Over the weekend, I decided to venture out for a Swedish holiday that I missed last year.

“Alla helgons dag” or “All Saints’ Day” is a national holiday that falls on the first Sunday in November. Although it stems from the Christian tradition of honouring those saints without their own day, it has evolved to be less about religion. These days, it’s a holiday for remembering any and all those who have died. Typical “celebrations” include lighting candles and decorating cemetery graves, with some churches also hosting services.

In Stockholm, the main tradition is to visit Skogskyrkogården, a hilly forest cemetery south of the city which draws thousands of visitors for Alla helgons dag. Since this location was a bit far for me on a rainy Sunday evening, I decided to head out for the second most-hyped place I’d heard about: the (smaller and quieter) kyrkan cemetery on Lidingö, a large island northwest of the city. 

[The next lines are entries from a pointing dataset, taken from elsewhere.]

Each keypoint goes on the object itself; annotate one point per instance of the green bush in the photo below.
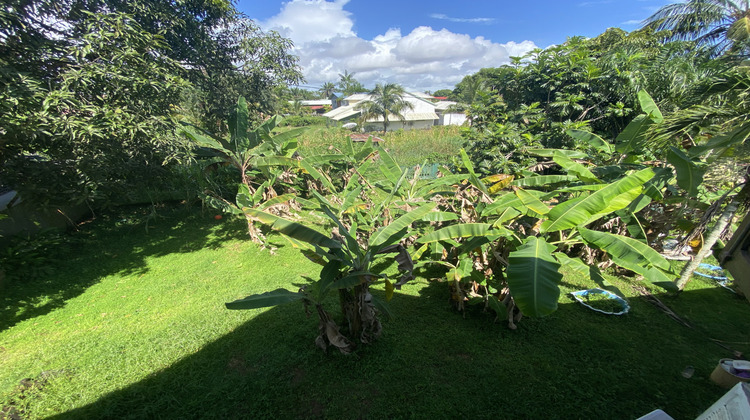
(303, 120)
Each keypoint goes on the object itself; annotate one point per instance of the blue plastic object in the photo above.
(582, 294)
(718, 275)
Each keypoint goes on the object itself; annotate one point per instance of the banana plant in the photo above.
(363, 232)
(245, 149)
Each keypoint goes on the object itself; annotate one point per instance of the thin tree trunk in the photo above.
(712, 238)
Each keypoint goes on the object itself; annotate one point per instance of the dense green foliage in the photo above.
(91, 90)
(722, 25)
(386, 102)
(132, 324)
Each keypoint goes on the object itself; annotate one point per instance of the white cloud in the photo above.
(424, 59)
(461, 20)
(312, 20)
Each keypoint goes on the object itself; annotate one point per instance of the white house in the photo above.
(448, 115)
(423, 114)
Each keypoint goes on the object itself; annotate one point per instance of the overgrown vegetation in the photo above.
(580, 160)
(143, 309)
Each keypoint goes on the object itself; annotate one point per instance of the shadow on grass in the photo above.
(121, 242)
(433, 363)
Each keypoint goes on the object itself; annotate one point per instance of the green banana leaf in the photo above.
(292, 229)
(473, 178)
(631, 254)
(392, 233)
(649, 107)
(264, 300)
(576, 212)
(238, 125)
(279, 199)
(593, 272)
(689, 175)
(575, 168)
(532, 203)
(542, 180)
(440, 216)
(463, 230)
(573, 154)
(633, 135)
(317, 175)
(508, 200)
(533, 276)
(592, 139)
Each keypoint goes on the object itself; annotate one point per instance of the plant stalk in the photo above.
(710, 240)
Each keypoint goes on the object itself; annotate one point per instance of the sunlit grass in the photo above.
(438, 144)
(133, 324)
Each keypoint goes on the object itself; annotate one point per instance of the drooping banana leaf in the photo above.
(497, 306)
(592, 139)
(353, 279)
(633, 224)
(631, 254)
(277, 161)
(689, 175)
(533, 276)
(317, 175)
(649, 107)
(576, 212)
(330, 273)
(388, 167)
(292, 229)
(616, 203)
(497, 182)
(723, 142)
(279, 199)
(318, 160)
(573, 154)
(204, 139)
(286, 136)
(633, 136)
(475, 181)
(576, 189)
(463, 230)
(508, 200)
(238, 125)
(440, 216)
(575, 168)
(243, 197)
(351, 240)
(591, 271)
(264, 300)
(391, 234)
(542, 180)
(533, 204)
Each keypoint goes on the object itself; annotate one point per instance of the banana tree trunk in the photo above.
(711, 239)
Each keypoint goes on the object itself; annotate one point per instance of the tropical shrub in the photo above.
(366, 227)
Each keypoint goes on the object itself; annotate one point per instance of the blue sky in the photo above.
(431, 45)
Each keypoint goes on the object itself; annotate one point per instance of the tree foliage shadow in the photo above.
(122, 240)
(434, 363)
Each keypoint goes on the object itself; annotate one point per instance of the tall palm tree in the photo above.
(327, 90)
(722, 24)
(385, 100)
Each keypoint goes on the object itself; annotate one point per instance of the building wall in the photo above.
(395, 125)
(452, 119)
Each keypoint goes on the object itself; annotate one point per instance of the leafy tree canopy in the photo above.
(90, 89)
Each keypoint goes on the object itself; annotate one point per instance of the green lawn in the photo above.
(132, 324)
(409, 148)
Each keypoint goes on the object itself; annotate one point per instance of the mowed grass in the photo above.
(132, 324)
(438, 144)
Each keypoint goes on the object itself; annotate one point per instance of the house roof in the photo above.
(443, 105)
(409, 116)
(425, 111)
(341, 113)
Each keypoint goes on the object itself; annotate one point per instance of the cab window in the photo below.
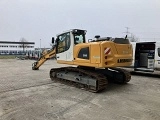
(63, 42)
(79, 37)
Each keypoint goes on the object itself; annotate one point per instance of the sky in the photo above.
(40, 20)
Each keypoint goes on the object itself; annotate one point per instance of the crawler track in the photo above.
(89, 80)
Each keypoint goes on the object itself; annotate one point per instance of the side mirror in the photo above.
(52, 39)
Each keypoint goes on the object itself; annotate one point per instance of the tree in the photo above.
(23, 45)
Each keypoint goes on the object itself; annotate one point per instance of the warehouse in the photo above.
(15, 48)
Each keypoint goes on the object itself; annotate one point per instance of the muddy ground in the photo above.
(31, 95)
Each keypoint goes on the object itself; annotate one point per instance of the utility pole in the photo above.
(127, 31)
(40, 43)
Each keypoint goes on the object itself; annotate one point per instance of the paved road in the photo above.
(31, 95)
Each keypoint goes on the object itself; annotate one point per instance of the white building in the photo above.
(15, 48)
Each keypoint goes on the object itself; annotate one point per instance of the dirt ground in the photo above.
(31, 95)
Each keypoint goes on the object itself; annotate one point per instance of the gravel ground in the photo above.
(31, 95)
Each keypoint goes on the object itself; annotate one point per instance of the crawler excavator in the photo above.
(97, 61)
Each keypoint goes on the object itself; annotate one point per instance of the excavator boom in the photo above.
(45, 56)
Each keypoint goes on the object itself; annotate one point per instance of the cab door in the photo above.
(64, 50)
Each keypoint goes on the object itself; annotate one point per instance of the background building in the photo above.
(15, 48)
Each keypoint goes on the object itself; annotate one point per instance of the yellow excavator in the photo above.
(96, 60)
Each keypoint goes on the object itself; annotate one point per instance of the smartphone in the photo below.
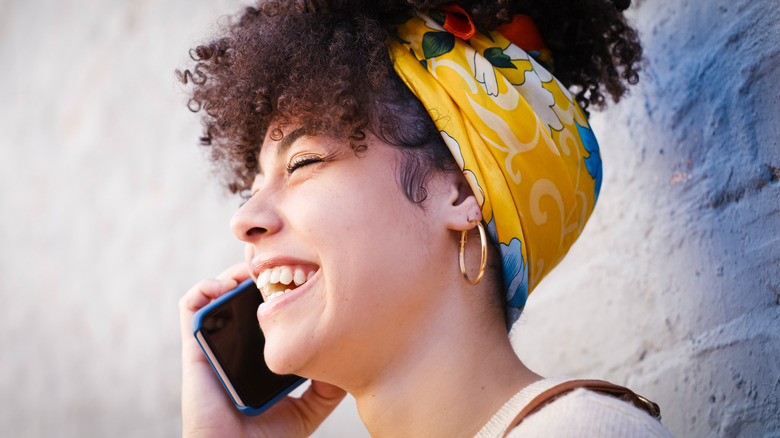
(230, 336)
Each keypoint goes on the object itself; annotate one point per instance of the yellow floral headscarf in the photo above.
(524, 145)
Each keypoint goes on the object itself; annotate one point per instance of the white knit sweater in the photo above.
(580, 413)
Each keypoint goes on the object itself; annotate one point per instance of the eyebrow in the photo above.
(285, 143)
(289, 139)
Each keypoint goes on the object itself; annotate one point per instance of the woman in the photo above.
(371, 140)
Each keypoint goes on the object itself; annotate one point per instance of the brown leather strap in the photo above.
(599, 386)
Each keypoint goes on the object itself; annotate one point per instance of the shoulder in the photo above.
(584, 413)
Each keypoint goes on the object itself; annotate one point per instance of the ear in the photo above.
(459, 207)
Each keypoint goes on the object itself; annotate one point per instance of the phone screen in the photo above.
(233, 334)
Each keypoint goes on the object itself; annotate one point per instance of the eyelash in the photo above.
(300, 161)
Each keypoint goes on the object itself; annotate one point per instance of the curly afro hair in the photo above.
(324, 65)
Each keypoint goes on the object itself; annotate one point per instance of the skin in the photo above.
(387, 317)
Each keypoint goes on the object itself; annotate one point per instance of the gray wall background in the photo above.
(109, 214)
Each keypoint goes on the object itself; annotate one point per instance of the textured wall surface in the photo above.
(109, 215)
(674, 288)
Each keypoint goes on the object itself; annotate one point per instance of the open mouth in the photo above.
(277, 281)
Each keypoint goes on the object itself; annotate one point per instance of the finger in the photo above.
(204, 292)
(318, 402)
(238, 272)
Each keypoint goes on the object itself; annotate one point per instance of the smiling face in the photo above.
(361, 261)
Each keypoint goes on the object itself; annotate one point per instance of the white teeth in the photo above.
(275, 274)
(285, 275)
(299, 277)
(272, 281)
(263, 278)
(274, 296)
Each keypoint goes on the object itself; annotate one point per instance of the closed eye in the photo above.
(299, 161)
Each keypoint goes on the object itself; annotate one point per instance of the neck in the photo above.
(448, 382)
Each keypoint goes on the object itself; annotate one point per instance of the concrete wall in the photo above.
(108, 214)
(674, 288)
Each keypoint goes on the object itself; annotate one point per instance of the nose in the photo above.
(254, 219)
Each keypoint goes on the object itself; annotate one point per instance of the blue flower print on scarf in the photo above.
(514, 267)
(592, 161)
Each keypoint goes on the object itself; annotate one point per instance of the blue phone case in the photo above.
(197, 321)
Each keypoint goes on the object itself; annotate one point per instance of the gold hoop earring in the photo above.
(462, 255)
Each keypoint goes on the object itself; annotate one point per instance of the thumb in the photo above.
(318, 402)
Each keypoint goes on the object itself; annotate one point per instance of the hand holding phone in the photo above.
(228, 332)
(206, 407)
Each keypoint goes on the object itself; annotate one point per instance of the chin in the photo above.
(285, 358)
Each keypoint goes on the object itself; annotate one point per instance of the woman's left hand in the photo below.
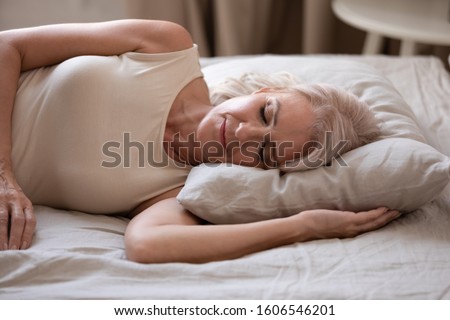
(326, 224)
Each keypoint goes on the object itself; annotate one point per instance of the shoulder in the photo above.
(163, 36)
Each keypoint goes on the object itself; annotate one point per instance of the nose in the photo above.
(250, 132)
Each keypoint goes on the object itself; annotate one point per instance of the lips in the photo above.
(222, 133)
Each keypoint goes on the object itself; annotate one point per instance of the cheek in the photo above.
(244, 155)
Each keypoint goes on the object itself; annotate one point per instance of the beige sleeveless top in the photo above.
(88, 133)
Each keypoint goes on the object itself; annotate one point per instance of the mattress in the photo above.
(80, 256)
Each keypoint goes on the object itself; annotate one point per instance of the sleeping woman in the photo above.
(108, 118)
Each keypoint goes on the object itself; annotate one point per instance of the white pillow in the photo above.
(399, 171)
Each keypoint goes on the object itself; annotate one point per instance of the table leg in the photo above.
(408, 48)
(372, 43)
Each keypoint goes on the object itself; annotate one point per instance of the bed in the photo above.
(80, 256)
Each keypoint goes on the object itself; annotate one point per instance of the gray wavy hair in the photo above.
(339, 115)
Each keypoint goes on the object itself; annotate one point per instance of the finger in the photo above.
(381, 220)
(362, 218)
(30, 226)
(4, 220)
(17, 225)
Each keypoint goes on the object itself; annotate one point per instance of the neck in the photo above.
(185, 115)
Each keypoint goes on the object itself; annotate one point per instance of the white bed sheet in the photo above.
(81, 256)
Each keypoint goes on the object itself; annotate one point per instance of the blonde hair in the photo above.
(339, 115)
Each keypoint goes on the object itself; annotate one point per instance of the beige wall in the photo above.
(221, 27)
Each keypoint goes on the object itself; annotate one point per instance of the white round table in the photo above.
(411, 21)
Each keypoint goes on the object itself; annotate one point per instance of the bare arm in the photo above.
(165, 232)
(25, 49)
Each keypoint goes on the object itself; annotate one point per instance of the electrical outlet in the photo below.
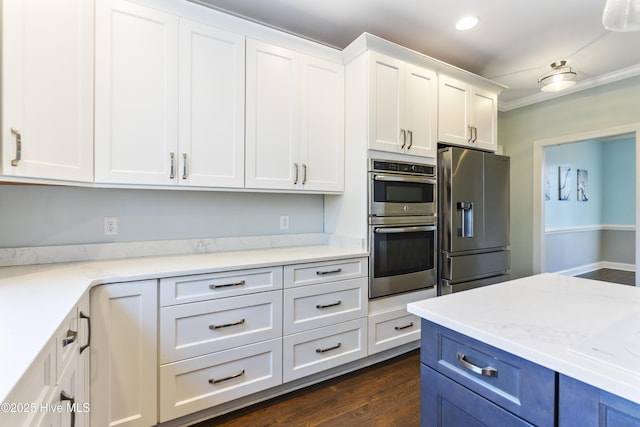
(284, 222)
(110, 225)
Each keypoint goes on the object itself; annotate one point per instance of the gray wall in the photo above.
(611, 105)
(49, 215)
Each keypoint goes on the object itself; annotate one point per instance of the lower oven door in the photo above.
(403, 258)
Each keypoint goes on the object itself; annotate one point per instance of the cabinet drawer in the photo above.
(66, 341)
(391, 329)
(199, 383)
(319, 349)
(201, 287)
(320, 272)
(516, 384)
(444, 403)
(309, 307)
(194, 329)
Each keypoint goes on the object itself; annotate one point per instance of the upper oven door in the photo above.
(398, 194)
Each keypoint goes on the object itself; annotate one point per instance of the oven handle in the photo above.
(412, 229)
(393, 178)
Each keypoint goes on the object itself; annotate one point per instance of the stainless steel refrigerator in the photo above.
(473, 219)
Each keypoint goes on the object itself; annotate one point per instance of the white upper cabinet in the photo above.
(169, 100)
(403, 107)
(47, 89)
(294, 120)
(211, 126)
(467, 115)
(136, 94)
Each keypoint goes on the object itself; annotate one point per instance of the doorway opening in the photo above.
(540, 260)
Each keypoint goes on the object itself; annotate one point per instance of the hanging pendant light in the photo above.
(621, 15)
(560, 78)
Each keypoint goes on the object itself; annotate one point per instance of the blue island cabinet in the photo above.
(582, 405)
(465, 382)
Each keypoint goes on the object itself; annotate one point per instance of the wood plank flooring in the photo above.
(610, 275)
(386, 394)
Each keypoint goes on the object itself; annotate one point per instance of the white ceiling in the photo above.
(514, 43)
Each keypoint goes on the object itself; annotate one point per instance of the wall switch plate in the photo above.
(284, 222)
(110, 225)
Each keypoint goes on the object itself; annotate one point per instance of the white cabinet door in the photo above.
(467, 115)
(421, 111)
(211, 127)
(386, 103)
(124, 354)
(136, 94)
(47, 89)
(485, 113)
(454, 115)
(322, 125)
(272, 117)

A friend and I wandered around in the rain, bearing witness to the impressive number of candles still aglow. There was hardly anyone else out which made it especially peaceful; quieter “celebrations” seemed to suit this holiday. We wandered past individual graves with carefully placed decorations, as well as some larger memorials like a pool surrounded by clusters of candles.

I learned that while many people decorate the graves of their loved ones, it’s also common to participate anonymously by lighting a candle in memory of your loved ones, wherever their final resting place may be. 

// Claire

One thought on “My trip to the cemetery for Alla Helgons Dag”

  1. The pictures are just beautiful of all of the candles!! I love this tradition.